Description of original award (Fiscal Year 2012, $413,164)
OJJDP's Enforcing Underage Drinking Laws (EUDL) Field-Initiated Research and Evaluation (FIRE) Program supports methodologically rigorous research and evaluation studies that inform policy and practice consistent with the Department of Justice's mission. OJJDP is funding field-initiated studies to understand the factors that influence the prevention of underage drinking, the enforcement of underage drinking laws, and individuals' and communities' attitudes and behaviors about underage drinking.
The FY 2012 EUDL FIRE Program is authorized by the Department of Justice Appropriations Act, Pub. L. No. 112-55, 125 Stat. 552, 617.
This project examines a new community-level intervention strategy to achieve compliance with sales-to-minors laws: Mystery Shops. Mystery Shops are attempted purchases of age-restricted products by young, legal-age inspectors for the purpose of providing feedback to licensees on actual staff age-verification conduct. Unlike law enforcement inspections, licensees and staff face no legal penalties for failing to check the ID of someone young enough to trigger an ID-check but not under age 21. Mystery shops have shown to be effective with large national chains that implemented programs under agreements with state attorneys general. Researchers working with the Responsible Retailing Forum hypothesize that Mystery Shops will similarly improve staff performance for independently owned and operated licensees. To test this, RRF Field Services will partner with the Oregon Liquor Control Commission to conduct 13 monthly Mystery Shops in 24 Oregon communities. The research design is as follows: in 8 communities, licensees will receive on-the-spot positive feedback on compliance and follow-up reports on instances of noncompliance; in 8 communities, licensees will receive reports on aggregate community-level performance and Responsible Retailing best practices; and 8 other communities will serve as controls. If proven to be effective, Mystery Shops will provide communities with a low-cost means to assist licensees reduce underage sales without taxing the limited resources of law enforcement.
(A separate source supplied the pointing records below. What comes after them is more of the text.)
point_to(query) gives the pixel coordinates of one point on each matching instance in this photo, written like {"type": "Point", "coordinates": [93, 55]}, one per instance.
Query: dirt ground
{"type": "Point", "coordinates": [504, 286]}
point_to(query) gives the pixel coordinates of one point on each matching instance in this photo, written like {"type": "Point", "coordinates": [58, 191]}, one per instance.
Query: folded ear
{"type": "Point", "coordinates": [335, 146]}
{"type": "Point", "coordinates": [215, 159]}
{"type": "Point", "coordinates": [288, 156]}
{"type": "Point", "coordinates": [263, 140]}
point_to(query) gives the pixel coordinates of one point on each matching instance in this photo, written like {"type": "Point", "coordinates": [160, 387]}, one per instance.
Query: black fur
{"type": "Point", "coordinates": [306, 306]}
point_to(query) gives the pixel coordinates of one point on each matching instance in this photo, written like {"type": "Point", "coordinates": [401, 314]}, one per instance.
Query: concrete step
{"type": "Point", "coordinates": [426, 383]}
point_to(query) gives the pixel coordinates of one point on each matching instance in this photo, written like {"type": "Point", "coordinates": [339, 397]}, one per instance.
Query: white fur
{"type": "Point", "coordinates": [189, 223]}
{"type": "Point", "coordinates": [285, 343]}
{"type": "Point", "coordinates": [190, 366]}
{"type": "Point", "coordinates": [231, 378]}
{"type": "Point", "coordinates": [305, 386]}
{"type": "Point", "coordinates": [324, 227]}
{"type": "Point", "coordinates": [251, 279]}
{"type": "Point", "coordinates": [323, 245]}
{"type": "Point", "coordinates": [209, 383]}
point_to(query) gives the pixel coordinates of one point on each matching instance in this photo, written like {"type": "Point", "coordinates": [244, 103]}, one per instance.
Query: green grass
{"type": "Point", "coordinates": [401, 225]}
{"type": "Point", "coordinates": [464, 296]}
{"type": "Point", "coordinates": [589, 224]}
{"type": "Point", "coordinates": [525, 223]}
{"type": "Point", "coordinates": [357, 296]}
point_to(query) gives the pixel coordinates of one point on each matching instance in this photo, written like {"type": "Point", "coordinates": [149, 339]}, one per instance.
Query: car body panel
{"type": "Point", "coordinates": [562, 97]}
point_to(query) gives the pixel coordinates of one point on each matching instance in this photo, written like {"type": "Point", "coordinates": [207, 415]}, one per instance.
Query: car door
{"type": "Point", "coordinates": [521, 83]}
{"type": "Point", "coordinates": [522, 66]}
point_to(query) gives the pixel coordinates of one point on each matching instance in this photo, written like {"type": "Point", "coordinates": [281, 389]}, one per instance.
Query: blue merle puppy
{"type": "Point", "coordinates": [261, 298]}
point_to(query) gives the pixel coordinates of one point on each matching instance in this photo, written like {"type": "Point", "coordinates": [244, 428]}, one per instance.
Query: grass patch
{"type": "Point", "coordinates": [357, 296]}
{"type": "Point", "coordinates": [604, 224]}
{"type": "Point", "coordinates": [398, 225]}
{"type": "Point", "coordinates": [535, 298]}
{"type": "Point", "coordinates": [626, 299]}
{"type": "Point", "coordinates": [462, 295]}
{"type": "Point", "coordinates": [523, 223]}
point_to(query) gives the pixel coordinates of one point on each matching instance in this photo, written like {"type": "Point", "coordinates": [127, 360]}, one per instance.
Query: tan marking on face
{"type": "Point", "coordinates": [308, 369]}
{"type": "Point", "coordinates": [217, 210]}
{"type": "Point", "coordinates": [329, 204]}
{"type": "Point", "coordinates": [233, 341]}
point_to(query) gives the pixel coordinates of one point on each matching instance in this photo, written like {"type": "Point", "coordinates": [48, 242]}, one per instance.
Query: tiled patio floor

Specific deliverables will include: 1) a practitioner-friendly overview document that highlights the project's goals and objectives; 2) practitioner-friendly interim reports, delivered semiannually, or on another schedule required by OJJDP, that highlight the project's progress and any interim findings; 3) a semi-annual progress report to OJJDP that describes the status of the evaluation, any methodological or implementation issues encountered, progress toward the project goals, and other issues that might affect the study's completion; 4) a final, detailed report that documents the project and its findings, which shall include an executive summary, and will be suitable for a nontechnical audience; 5) a final technical journal article that highlights key findings and is suitable for publication in a referred journal.